SHARP-QoS: Sparsely-gated Hierarchical Adaptive Routing for joint Prediction of QoS
Suraj Kumar, Arvind Kumar, Soumi Chattopadhyay
TL;DR
SHARP-QoS tackles the challenge of joint QoS prediction under extreme data sparsity and hierarchical dependencies by learning hierarchical features in hyperbolic space and enabling adaptive, task-aware feature sharing across QoS and contextual signals. It introduces a dual HFEB with HyGCN and HHGCN to capture QoS/context hierarchies, a Sub-Network Routing framework with Cross-SNR and gated fusion to flexibly share information, and an EMA-based loss balancing strategy to mitigate negative transfer. The approach is validated across three real-world datasets with two to four QoS parameters, showing consistent, substantial improvements over both single-task and multi-task baselines, along with robustness to outliers and cold-start conditions. The results suggest SHARP-QoS offers scalable, privacy-preserving, and efficient joint QoS prediction suitable for latency-sensitive service environments.
Abstract
Dependable service-oriented computing relies on multiple Quality of Service (QoS) parameters that are essential to assess service optimality. However, real-world QoS data are extremely sparse, noisy, and shaped by hierarchical dependencies arising from QoS interactions, and geographical and network-level factors, making accurate QoS prediction challenging. Existing methods often predict each QoS parameter separately, requiring multiple similar models, which increases computational cost and leads to poor generalization. Although recent joint QoS prediction studies have explored shared architectures, they suffer from negative transfer due to loss-scaling caused by inconsistent numerical ranges across QoS parameters and further struggle with inadequate representation learning, resulting in degraded accuracy.
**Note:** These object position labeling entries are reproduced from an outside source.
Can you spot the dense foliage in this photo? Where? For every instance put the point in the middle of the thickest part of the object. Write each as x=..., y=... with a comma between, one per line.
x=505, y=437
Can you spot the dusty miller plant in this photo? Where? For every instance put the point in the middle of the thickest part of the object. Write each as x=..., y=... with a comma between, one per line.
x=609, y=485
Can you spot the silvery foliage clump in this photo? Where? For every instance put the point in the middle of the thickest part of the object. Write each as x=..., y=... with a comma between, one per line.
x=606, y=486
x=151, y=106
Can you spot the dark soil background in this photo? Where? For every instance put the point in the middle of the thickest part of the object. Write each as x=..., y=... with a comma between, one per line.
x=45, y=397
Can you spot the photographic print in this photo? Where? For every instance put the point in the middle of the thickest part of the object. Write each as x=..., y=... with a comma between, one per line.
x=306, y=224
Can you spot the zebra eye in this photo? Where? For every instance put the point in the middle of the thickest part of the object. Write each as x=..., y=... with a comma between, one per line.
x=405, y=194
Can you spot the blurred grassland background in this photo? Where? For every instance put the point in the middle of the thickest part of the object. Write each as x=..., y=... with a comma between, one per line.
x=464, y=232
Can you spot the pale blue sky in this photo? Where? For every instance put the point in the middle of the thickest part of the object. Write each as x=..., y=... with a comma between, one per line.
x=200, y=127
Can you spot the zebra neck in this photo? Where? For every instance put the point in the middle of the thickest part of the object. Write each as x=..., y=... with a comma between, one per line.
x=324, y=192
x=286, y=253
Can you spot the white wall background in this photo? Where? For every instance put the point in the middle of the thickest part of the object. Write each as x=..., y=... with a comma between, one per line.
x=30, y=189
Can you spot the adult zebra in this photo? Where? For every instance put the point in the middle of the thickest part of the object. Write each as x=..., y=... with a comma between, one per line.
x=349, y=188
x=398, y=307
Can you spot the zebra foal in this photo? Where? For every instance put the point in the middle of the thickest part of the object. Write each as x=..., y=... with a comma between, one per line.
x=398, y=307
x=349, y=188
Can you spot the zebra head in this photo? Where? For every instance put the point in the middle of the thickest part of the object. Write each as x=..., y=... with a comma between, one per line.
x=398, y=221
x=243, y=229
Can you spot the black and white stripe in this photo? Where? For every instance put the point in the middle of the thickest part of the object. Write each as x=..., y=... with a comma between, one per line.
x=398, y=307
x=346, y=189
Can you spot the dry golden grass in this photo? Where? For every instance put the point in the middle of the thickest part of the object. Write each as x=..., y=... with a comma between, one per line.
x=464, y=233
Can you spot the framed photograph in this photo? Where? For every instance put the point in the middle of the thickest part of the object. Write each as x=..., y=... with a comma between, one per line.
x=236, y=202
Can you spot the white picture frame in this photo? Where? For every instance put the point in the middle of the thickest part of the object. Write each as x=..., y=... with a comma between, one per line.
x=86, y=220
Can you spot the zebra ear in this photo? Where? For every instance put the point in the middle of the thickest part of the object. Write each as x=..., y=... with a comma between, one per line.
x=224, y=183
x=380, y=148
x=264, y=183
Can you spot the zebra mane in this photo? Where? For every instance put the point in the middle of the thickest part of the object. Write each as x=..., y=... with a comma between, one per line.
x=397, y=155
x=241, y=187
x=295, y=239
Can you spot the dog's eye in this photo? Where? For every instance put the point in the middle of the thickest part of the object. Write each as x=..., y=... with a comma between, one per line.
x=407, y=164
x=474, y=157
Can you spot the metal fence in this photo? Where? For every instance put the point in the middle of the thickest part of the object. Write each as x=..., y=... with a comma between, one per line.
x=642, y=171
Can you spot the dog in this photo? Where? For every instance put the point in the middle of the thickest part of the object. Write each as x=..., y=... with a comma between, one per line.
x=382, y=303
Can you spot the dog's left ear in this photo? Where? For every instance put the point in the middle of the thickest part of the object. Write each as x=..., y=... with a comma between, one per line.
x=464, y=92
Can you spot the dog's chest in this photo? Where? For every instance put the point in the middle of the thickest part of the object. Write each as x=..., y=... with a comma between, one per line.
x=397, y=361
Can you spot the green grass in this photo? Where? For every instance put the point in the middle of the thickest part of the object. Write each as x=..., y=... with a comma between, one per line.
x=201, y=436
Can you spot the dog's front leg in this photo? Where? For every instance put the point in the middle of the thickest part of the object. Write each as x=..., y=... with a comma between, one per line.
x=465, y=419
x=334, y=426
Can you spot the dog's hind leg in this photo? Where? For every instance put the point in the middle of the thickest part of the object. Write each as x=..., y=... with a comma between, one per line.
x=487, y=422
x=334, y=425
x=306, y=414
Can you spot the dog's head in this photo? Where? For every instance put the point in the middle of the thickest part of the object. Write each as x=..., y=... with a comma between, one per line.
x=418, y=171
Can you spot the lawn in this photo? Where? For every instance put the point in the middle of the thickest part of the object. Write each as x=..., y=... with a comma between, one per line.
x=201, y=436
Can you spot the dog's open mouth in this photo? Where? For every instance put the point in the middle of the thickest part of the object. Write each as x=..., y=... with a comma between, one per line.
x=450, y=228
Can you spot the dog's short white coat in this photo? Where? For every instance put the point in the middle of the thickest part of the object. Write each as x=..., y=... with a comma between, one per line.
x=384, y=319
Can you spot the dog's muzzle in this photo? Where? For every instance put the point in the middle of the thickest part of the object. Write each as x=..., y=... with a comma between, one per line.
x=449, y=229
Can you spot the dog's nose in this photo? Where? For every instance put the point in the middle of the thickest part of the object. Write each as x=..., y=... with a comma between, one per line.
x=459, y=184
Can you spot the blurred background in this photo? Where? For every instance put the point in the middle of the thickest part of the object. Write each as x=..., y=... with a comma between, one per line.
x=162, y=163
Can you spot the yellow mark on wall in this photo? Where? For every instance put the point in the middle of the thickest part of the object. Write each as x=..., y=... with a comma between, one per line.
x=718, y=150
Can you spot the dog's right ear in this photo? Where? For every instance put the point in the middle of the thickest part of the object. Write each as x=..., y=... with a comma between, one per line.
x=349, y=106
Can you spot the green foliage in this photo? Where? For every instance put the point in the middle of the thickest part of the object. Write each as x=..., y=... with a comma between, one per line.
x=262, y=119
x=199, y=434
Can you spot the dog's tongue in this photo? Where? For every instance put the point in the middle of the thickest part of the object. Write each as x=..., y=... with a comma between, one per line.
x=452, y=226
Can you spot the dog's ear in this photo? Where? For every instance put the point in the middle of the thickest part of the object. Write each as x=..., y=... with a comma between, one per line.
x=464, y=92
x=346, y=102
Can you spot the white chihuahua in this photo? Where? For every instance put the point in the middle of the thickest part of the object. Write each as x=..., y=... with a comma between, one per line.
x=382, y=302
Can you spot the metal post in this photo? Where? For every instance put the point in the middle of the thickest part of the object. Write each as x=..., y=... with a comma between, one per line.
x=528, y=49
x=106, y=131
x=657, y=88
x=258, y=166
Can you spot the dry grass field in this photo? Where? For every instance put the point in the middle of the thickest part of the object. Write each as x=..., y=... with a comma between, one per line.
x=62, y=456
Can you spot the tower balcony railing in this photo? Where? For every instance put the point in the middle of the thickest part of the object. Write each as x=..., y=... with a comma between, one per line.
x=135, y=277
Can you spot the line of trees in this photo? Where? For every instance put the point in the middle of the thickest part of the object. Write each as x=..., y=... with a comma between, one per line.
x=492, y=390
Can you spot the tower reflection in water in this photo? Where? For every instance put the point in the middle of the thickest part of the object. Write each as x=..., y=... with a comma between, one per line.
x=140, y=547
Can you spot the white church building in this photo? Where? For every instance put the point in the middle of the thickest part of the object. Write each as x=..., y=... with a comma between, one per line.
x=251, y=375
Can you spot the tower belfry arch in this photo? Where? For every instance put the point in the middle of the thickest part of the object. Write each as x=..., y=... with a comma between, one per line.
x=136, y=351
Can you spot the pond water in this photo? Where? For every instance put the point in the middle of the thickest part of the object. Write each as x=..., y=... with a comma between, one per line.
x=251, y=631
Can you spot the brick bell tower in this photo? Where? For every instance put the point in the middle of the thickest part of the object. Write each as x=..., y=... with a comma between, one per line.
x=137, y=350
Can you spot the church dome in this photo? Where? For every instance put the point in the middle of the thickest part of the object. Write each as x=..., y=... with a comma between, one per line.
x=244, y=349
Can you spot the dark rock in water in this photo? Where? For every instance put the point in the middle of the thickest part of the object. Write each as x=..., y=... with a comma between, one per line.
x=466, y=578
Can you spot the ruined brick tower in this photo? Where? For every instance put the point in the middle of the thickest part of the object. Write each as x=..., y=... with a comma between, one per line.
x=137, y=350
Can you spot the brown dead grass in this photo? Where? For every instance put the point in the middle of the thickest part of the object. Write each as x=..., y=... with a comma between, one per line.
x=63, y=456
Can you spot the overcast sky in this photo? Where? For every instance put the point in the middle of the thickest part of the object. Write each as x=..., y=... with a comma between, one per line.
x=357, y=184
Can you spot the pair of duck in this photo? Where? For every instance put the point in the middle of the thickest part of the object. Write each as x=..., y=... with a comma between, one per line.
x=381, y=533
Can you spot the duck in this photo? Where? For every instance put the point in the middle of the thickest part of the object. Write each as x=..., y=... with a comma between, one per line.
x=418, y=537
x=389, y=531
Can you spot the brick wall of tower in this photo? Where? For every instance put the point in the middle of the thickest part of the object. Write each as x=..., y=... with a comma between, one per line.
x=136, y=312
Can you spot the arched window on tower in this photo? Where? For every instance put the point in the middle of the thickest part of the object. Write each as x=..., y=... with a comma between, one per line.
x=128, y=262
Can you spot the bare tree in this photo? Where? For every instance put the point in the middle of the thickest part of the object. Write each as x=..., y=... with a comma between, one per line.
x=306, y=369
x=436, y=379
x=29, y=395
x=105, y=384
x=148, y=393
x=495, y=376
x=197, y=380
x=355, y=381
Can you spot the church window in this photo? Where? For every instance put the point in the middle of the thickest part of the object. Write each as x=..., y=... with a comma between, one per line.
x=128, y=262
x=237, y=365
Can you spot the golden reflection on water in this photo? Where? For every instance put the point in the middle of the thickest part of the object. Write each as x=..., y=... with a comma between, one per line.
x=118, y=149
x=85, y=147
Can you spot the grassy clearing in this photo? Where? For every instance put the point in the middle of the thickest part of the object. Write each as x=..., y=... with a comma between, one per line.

This paper presents an unified strategy for joint QoS prediction, called SHARP-QoS, that addresses these issues using three components. First, we introduce a dual mechanism to extract the hierarchical features from both QoS and contextual structures via hyperbolic convolution formulated in the Poincaré ball. Second, we propose an adaptive feature-sharing mechanism that allows feature exchange across informative QoS and contextual signals. A gated feature fusion module is employed to support dynamic feature selection among structural and shared representations. Third, we design an EMA-based loss balancing strategy that allows stable joint optimization, thereby mitigating the negative transfer. Evaluations on three datasets with two, three, and four QoS parameters demonstrate that SHARP-QoS outperforms both single- and multi-task baselines. Extensive study shows that our model effectively addresses major challenges, including sparsity, robustness to outliers, and cold-start, while maintaining moderate computational overhead, underscoring its capability for reliable joint QoS prediction.